Chuangxin Industries Holdings plant laut einer am Freitag veröffentlichten Meldung, durch einen Börsengang in Hongkong bis zu 5,5 Milliarden HK-Dollar (708 Millionen US-Dollar) aufzubringen. Das Unternehmen reiht sich damit in eine wachsende Zahl chinesischer Firmen ein, die angesichts einer wiedererstarkten Investorenstimmung Kapital in der Metropole suchen.

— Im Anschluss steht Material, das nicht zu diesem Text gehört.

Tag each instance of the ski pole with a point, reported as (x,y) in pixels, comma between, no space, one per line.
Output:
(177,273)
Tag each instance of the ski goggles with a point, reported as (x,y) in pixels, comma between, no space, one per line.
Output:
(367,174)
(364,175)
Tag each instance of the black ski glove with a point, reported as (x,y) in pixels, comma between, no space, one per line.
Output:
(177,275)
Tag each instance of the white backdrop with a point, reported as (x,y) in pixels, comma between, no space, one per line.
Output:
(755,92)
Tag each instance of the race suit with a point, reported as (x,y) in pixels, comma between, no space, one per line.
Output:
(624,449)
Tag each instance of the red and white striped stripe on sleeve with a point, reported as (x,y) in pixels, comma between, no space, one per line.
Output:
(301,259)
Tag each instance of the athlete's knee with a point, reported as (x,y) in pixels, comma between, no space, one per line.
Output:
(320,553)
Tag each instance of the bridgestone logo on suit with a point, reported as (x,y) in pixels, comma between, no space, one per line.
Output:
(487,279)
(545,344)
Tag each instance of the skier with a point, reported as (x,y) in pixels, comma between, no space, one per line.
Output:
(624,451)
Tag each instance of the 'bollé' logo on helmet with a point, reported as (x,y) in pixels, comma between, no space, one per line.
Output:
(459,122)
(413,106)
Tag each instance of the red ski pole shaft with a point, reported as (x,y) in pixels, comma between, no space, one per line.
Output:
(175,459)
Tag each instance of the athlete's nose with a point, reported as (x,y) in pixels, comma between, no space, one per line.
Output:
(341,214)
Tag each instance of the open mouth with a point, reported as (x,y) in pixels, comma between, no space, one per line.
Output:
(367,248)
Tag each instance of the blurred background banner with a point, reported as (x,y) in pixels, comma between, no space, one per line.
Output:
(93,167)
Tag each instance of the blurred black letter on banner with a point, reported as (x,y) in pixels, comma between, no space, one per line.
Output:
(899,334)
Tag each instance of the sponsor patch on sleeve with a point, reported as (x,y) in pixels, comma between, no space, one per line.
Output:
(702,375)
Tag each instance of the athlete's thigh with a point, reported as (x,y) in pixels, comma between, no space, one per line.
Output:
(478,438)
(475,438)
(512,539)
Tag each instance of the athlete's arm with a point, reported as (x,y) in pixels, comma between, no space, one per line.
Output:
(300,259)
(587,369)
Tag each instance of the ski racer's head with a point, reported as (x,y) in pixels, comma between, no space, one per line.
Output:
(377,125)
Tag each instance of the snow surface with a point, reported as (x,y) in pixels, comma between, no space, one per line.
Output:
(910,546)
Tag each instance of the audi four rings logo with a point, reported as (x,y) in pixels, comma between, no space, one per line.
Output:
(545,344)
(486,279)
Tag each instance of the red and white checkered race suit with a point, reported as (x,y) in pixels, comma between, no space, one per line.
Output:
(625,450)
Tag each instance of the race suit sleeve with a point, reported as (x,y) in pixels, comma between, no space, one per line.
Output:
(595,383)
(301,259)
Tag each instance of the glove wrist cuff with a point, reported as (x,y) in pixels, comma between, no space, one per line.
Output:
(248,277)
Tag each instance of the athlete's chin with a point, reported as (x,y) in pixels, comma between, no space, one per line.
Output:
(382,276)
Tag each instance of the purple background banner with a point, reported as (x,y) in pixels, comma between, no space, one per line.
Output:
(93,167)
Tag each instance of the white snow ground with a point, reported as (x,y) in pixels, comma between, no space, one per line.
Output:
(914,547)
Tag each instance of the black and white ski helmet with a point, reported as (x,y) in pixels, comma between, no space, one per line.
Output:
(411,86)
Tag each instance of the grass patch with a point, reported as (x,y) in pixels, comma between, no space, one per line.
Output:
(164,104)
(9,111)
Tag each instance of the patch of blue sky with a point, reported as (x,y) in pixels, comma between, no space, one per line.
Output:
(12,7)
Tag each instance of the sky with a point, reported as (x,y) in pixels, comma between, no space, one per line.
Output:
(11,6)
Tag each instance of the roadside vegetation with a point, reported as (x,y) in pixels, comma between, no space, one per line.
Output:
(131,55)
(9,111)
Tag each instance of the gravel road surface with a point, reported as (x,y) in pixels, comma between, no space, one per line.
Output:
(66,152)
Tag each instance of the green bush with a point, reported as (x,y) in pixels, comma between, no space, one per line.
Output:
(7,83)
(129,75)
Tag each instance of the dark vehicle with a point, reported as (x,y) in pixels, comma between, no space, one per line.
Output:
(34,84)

Der in China ansässige Aluminiumhüttenbetreiber will von den derzeit starken Branchenmargen sowie von Hongkongs Rückkehr als bevorzugtem Finanzierungsstandort für chinesische Unternehmen profitieren.

Mit dem geplanten Emissionsvolumen bewegt sich Chuangxin auf dem Niveau jüngster Mid-Cap-Börsengänge, bleibt jedoch hinter dem 12,36 Milliarden HK-Dollar (1,59 Milliarden US-Dollar) schweren Aktienverkauf von Sany Heavy Industry im vergangenen Monat zurück, der auf großes Interesse von Ankerinvestoren stieß.

Von insgesamt 500 Millionen Aktien sind 50 Millionen für das öffentliche Angebot in Hongkong vorgesehen, während der Rest internationalen Investoren zur Verfügung steht. Der Angebotspreis ist laut der Einreichung auf maximal 10,99 HK-Dollar pro Aktie begrenzt und soll mindestens 10,18 HK-Dollar betragen.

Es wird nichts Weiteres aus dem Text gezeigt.